My rule has always been that if I caught it, it was a dead, eaten fish that happened to be alive. But if it outgrew my tank, I had to euthanize it. Your baby carp would be there soon. It's a big filthy fish, in very little time.

I've kept sunfish. They'll eventually take flake, once they heal from the hook.Why not use a minnow trap? They are suckers for one - bait it with bread and you'll get one every throw in. The fish doesn't get the mouth injury, which can be harder to heal in an aquarium (especially with a carp in there). 

I'd suggest earthworms, small trout pellets and other meat based pellets. They don't really find flakes interesting as they like chunkier food.
They are fiercely territorial. Great fish with personality, but in groups, you need a big big tank.
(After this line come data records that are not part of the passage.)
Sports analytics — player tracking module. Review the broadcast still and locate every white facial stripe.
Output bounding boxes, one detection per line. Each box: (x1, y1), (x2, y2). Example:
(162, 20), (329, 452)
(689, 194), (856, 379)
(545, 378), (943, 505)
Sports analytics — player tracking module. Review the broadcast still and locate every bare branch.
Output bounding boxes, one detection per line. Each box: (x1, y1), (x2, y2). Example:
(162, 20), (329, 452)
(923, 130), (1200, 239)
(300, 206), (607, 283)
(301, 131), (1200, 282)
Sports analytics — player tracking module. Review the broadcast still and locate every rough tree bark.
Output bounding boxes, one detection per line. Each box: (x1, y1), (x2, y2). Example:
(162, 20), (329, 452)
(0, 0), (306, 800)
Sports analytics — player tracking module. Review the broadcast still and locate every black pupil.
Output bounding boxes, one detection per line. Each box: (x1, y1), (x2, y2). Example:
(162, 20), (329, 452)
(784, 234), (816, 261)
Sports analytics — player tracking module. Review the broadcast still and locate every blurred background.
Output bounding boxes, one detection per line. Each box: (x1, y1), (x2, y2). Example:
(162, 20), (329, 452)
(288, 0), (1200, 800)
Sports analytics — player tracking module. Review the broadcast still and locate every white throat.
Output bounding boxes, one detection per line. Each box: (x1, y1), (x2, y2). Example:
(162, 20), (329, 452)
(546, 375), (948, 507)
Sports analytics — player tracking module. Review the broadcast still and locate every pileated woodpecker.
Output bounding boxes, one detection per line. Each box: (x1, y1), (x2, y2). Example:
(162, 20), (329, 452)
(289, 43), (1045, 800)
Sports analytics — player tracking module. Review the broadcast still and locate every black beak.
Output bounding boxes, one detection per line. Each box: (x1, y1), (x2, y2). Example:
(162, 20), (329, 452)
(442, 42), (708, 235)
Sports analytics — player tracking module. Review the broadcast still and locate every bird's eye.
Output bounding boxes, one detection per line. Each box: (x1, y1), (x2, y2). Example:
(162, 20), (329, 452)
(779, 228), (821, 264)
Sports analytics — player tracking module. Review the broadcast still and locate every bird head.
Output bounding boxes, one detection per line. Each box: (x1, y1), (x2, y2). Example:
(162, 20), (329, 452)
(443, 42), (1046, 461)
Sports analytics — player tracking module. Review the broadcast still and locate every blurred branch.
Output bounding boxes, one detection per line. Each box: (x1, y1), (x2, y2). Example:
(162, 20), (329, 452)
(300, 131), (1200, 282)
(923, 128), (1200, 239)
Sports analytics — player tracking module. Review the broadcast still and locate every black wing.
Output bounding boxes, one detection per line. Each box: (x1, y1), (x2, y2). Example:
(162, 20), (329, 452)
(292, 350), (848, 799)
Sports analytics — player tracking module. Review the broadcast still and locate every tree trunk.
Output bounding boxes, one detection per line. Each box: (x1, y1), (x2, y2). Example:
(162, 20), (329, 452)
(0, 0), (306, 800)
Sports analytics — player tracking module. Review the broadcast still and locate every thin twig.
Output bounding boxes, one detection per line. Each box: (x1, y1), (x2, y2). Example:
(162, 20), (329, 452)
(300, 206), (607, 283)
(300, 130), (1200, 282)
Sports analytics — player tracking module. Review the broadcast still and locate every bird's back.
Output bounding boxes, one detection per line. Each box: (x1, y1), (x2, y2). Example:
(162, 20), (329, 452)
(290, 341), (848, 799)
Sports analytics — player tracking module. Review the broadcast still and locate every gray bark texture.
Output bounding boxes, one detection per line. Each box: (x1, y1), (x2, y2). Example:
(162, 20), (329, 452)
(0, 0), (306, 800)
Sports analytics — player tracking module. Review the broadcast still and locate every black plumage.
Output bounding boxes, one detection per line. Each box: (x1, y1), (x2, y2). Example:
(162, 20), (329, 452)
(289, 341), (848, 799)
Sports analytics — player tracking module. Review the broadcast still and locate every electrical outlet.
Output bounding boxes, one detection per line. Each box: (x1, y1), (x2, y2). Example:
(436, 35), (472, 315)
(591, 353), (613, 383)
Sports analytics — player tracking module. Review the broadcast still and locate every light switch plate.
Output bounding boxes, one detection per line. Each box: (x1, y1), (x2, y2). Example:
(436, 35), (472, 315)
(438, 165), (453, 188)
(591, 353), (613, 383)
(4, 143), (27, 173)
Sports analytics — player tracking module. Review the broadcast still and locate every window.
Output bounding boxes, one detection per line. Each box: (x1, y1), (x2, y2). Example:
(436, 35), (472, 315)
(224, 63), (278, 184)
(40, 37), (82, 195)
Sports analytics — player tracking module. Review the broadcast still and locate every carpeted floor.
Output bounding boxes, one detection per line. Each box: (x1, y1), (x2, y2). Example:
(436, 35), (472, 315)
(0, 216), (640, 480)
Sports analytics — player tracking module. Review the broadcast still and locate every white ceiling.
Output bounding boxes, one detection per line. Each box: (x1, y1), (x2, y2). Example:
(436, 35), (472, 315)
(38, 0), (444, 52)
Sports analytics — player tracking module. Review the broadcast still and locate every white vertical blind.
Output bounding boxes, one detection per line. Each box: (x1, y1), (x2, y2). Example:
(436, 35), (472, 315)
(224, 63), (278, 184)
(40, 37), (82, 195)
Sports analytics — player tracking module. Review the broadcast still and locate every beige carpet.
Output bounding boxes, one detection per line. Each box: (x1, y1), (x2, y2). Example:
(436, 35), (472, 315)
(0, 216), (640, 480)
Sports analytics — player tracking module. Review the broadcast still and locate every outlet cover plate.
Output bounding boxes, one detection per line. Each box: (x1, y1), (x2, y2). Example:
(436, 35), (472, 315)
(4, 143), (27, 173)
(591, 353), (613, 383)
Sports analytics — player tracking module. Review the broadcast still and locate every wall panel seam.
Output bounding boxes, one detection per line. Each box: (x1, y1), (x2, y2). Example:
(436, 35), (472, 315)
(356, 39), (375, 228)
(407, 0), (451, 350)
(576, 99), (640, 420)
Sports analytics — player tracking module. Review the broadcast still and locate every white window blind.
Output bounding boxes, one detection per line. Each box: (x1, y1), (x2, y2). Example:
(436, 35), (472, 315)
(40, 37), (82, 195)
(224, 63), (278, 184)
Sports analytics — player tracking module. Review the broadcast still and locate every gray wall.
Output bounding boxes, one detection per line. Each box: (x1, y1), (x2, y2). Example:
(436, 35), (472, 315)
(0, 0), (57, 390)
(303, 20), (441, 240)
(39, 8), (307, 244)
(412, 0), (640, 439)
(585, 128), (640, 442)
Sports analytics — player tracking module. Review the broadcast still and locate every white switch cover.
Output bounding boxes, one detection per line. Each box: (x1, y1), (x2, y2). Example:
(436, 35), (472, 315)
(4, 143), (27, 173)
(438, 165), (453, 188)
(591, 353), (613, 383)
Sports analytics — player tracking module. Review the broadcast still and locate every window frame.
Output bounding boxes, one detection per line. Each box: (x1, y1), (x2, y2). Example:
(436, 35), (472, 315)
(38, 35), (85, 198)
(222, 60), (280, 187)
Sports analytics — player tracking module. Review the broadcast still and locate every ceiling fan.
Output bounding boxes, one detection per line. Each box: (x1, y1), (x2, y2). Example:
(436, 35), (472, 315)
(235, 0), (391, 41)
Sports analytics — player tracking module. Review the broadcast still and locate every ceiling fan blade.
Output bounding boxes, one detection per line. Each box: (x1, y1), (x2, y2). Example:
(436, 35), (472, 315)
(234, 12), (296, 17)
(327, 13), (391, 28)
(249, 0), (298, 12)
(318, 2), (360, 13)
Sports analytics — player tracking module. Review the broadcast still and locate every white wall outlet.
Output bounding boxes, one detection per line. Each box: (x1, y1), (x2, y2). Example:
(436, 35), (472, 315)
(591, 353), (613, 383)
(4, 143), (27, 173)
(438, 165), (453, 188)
You are looking at 100 gallons plus to get by more than a couple of weeks with them. 
Just watch how they defend their nests in the Spring. They play hardball.


----------



## Auban (Aug 8, 2010)

Nav, in most states, it is illegal to take game fish in any method besides a hook and line. Here in north Carolina for instance, they classify all sunfish as game fish, so the only legal way to catch them is by fishing them up.


----------



## navigator black (Jan 3, 2012)

Ah, I did not know that. Here, we don't have bluegill, which seem to get large, but pumpkinseeds can be fish trapped. Any game fish is illegal to keep in an aquarium here, but sunfish seem not to qualify for game status.


----------